En compagnie d'Hugo Pratt

Eddy Devolder a bien de la chance. Il a été très proche du créateur de Corto Maltese pendant cinq ou six ans, de la fin des années 80 à sa mort en août 1995. C'est le récit de ce compagnon­nage professionnel devenu amical, qu'il nous raconte dans un livre tout simplement appelé Hugo Pratt. Le titre n'est d'ailleurs pas très heureux, le lecteur pouvant croire qu'il s'agit d'une biographie du dessinateur vénitien.

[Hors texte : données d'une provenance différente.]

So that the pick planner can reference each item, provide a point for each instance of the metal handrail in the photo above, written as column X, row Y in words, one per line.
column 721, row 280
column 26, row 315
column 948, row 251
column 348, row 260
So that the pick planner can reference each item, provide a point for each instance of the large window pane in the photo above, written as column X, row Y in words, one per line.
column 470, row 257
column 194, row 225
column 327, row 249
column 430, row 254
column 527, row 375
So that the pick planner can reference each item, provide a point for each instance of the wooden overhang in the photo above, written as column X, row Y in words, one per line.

En janvier 1976, l'étudiant déjà passionné de BD découvre La Ballade de la mer salée. Ce n'est pas le premier album de Pratt, alors âgé de 49 ans, mais celui où apparaît, dans un rôle secondaire, le marin maltais. C'est le coup de foudre. Et, coup de chance, l'auteur est annoncé quelques mois plus tard à la Foire du Livre de Bruxelles. De cette ren­contre naît un article publié dans une revue d'art où il est question des rapports entre le travail de Pratt et la peinture. Ce n'est pourtant que douze ans plus tard, malgré une rencontre fortuite sur la grand-place de Tournai, que Devolder reprend contact avec son idole. Pour ne plus le lâ­cher. L'occasion est une exposition qui lui est consacrée au Centre de la gravure de La Louvière. Mais Pratt rechigne à confier des planches originales et il faut toute la force de conviction de son jeune admirateur, qui lui promet en outre une belle plaquette, pour l'en convaincre.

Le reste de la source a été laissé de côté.